Given that Coriolanus has severe shortcomings as a tragedy, however, recent Shakespearean critics, in an effort to explore fully the centrality of the play in modern public discourses, have focused almost exclusively on its sociopolitical themes, particularly its treatment of class conflict. Although commentators such as John W. Velz (1983) note that Shakespeare used ancient sources, primarily Plutarch and Virgil, critics Andrew Gurr (1975) and Shannon Miller (1992) emphasize the significance of Coriolanus' plot for Shakespeare's contemporaries. During Shakespeare's time, a growing class of landless and poor laborers protested their economic disenfranchisement through riots and mob violence, including the so-called Midlands Insurrection of 1607. His concern with these events—the desperation of the lower classes coupled with a widespread concern with maintaining order—reveals itself in Coriolanus in the conflict between the plebeians and the patricians: Shakespeare alters Plutarch and foregrounds the protest against the shortage of corn, the immediate cause of the Midlands Insurrection. Along with the growth of the working class, however, came increased social mobility, which threatened the status of the aristocracy and provoked a bitter reaction in government: the patricians of Coriolanus strike out at the Tribunes and the larger populace in an effort to maintain their status. Similarly, Shakespeare's time saw the rise of Parliament as a political force that could oppose the wishes of the King on such issues as taxation and new legislation; the House of Commons increasingly asserted its power to influence national policy, and its conflicts with the 'Court' party fractured the social stability of England. According to critics Clifford Davidson (1968) and Zvi Jagendorf (1990), the class war between the plebeians and the patricians reflects Shakespeare's distaste for a class conflict that he believed would destroy the body politic.

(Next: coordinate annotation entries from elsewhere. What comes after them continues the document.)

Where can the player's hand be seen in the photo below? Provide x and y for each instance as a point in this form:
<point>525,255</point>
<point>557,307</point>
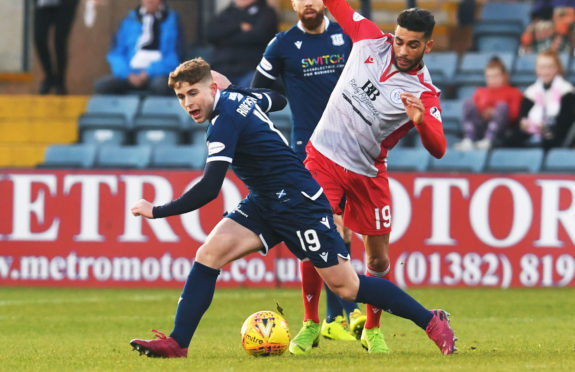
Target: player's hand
<point>221,80</point>
<point>413,107</point>
<point>143,208</point>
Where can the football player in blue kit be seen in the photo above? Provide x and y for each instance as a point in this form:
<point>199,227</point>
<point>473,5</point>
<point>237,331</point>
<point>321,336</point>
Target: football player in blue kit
<point>284,203</point>
<point>309,58</point>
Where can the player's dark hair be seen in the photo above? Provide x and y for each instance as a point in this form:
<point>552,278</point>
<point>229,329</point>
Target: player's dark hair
<point>418,20</point>
<point>191,72</point>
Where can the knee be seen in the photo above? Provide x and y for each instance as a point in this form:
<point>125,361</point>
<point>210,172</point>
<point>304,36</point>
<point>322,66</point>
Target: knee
<point>379,263</point>
<point>206,256</point>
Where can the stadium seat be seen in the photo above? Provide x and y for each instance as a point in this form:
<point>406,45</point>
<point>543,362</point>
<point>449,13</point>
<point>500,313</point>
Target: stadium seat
<point>124,157</point>
<point>192,156</point>
<point>503,18</point>
<point>441,66</point>
<point>69,156</point>
<point>408,159</point>
<point>460,161</point>
<point>528,160</point>
<point>108,119</point>
<point>560,161</point>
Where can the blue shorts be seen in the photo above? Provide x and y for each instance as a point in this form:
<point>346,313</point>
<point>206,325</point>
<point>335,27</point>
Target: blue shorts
<point>306,226</point>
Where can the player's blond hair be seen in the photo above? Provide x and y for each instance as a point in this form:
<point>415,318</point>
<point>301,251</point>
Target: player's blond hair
<point>191,72</point>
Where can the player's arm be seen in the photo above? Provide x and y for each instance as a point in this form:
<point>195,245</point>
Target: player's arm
<point>203,192</point>
<point>425,115</point>
<point>353,23</point>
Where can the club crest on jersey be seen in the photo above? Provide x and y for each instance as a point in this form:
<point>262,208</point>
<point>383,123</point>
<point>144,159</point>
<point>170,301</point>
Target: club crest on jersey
<point>337,39</point>
<point>215,147</point>
<point>395,95</point>
<point>434,111</point>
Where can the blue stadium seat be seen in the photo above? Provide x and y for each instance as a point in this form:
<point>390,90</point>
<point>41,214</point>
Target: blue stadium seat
<point>69,156</point>
<point>108,119</point>
<point>124,157</point>
<point>441,66</point>
<point>460,161</point>
<point>560,160</point>
<point>527,160</point>
<point>188,157</point>
<point>408,159</point>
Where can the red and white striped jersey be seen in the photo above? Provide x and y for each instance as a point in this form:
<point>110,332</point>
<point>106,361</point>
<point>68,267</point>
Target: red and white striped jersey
<point>365,115</point>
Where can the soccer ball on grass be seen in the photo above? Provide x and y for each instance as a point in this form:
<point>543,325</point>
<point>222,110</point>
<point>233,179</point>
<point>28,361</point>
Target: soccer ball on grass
<point>265,333</point>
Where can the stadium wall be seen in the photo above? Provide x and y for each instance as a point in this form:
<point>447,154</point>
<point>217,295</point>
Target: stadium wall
<point>74,229</point>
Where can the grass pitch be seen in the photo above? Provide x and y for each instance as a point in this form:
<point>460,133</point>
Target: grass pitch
<point>89,330</point>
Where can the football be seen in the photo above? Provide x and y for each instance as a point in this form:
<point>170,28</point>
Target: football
<point>265,333</point>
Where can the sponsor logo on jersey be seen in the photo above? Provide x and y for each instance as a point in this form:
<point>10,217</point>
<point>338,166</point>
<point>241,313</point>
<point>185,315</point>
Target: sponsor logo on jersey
<point>395,95</point>
<point>337,39</point>
<point>325,60</point>
<point>357,17</point>
<point>371,90</point>
<point>246,106</point>
<point>215,147</point>
<point>434,111</point>
<point>265,64</point>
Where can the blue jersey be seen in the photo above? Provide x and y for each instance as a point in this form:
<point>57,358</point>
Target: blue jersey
<point>310,66</point>
<point>242,134</point>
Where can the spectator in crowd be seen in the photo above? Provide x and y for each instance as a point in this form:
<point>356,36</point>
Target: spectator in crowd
<point>58,14</point>
<point>548,106</point>
<point>240,34</point>
<point>491,113</point>
<point>552,27</point>
<point>146,48</point>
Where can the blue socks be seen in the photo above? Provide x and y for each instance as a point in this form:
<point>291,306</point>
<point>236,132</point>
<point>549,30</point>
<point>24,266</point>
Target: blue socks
<point>384,294</point>
<point>194,301</point>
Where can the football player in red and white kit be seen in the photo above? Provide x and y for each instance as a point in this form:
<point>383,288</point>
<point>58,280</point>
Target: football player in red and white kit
<point>384,91</point>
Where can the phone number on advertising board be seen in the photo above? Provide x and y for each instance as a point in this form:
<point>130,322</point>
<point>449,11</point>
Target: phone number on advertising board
<point>488,270</point>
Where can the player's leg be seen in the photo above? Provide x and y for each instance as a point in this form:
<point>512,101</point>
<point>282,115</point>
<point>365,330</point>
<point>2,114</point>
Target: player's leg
<point>378,265</point>
<point>368,200</point>
<point>383,294</point>
<point>228,241</point>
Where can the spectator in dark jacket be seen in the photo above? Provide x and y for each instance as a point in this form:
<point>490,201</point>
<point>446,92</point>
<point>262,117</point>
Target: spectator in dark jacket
<point>548,106</point>
<point>240,34</point>
<point>145,50</point>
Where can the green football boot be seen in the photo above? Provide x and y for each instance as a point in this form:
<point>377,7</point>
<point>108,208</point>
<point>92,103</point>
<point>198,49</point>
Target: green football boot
<point>306,339</point>
<point>337,330</point>
<point>372,340</point>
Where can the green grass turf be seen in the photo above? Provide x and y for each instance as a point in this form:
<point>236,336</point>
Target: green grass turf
<point>89,330</point>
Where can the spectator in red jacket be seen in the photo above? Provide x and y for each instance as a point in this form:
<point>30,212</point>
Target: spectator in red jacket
<point>492,112</point>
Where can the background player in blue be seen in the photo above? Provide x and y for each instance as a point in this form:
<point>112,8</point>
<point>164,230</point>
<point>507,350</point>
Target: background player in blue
<point>309,58</point>
<point>284,203</point>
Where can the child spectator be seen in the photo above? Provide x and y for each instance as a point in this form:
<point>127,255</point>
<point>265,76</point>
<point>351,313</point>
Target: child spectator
<point>492,111</point>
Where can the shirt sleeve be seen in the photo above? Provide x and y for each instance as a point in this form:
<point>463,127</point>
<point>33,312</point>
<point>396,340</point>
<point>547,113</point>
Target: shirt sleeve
<point>354,24</point>
<point>271,64</point>
<point>222,138</point>
<point>431,129</point>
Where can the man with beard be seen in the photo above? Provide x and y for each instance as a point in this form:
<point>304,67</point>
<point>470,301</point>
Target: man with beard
<point>383,92</point>
<point>309,57</point>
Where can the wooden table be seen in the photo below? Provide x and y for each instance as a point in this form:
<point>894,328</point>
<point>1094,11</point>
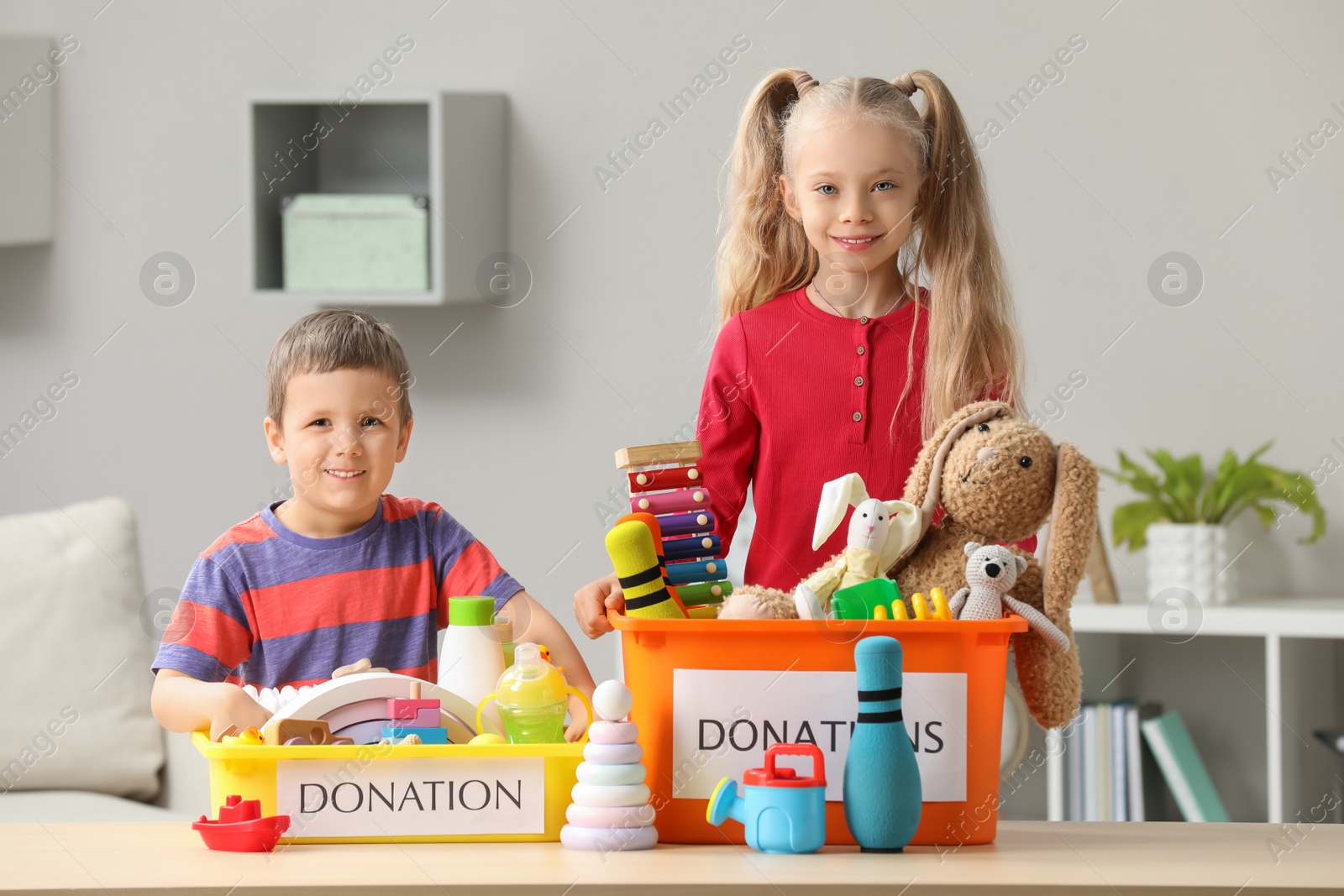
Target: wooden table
<point>1028,857</point>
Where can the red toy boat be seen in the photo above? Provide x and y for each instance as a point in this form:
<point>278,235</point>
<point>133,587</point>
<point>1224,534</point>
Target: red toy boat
<point>241,828</point>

But, interpreters of Coriolanus disagree on where Shakespeare's sympathies lie: J. L. Simmons (1973) places the plebeians at the moral center of the play, but Tetsuya Motohashi (1994) sees in the figure of Coriolanus the death of the heroic individual within a heteronomous social order.

Critics also contend that Coriolanus reflects Shakespeare's political allegiances, particularly as they impact and are impacted by his social criticism. Complementing his views on class conflict, Coriolanus expresses Shakespeare's concerns regarding the political squabbles that threatened the English state, according to such scholars as W. Gordon Zeeveld (1962). But, Shakespeare's responses to this instability have been variously interpreted. R. B. Parker (1984) detects in Coriolanus a commitment to "the familial link" that serves as the unifying structure through which political and social stability would be possible. By contrast, some consider Coriolanus to be a critique of the very ideal of order: Cynthia Marshall (1996) claims that the social tensions of the play are internalized in an effort to problematize bodily integrity itself, while Richard Wilson (1991) reads the play as implicitly critiquing not simply the social disturbances of the period, but the ground of those instabilities in the market economy. More recent criticism on Coriolanus thus recognizes the play to be Shakespeare's most political and topical work, such that a number of scholars now wish to reconsider Coriolanus' classification; for such readers as Patrick Murray (1972), the play is less a tragedy than "a drama of ideas after the Shavian kind."